Michael King of Austin Chronicle reviews “Trials”

Michael King, political editor of the Austin Chronicle has written a pice about “Trials” that is one of the best summaries to date. Of Eroy Brown’s acquittals, he writes:

Even a generation later, those verdicts seem almost unbelievable. But the killings of Pack and Moore took place in the shadow of Ruiz v. Estelle, the landmark prison lawsuit that had recently ended in sweeping orders for reform from federal Judge William Wayne Justice. Little substantive change had yet taken place – Texas prisons remained essentially state-run slave plantations, directly managed by prison “trusties” using methods of brutal violence. But Berryhill (accomplished journalist and chair of the journalism program at Texas Southern University) argues convincingly that because ofRuiz, prison officials felt themselves under increasing public scrutiny. An angry remark from Brown that fateful Saturday apparently led Moore to believe that Brown (who worked in the prison’s tractor shop) was threatening to expose Moore’s (and other officials’) illicit sales of prison tires and other equipment.

King wraps up the piece this way:

In 2010, Robert Perkinson, author of the prison history Texas Tough: The Rise of America’s Prison Empire, told me that Ruiz brought to Texas prisons some professionalism and better conditions, but it was followed by radical expansion of drug laws, incarcerations, and sentencing, strongly biased by race (see “Grim History,” Aug. 20, 2010).

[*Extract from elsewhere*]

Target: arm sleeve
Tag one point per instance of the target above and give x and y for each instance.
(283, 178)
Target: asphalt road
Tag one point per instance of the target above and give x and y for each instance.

Perkinson wrote, “Today, a generation after the triumphs of the civil rights movement, African Amer­i­cans are incarcerated at seven times the rate of the whites, nearly double the disparity measured before desegregation.” Yet white politicians continue to campaign as though racial inequality were an ancient relic. Indeed, the Republican presidential candidates attack the first nonwhite president in flatly racial terms, and treat minority voters – in rhetoric and in policy pronouncements – as though they are de facto criminals who should be presumed guilty until proven innocent.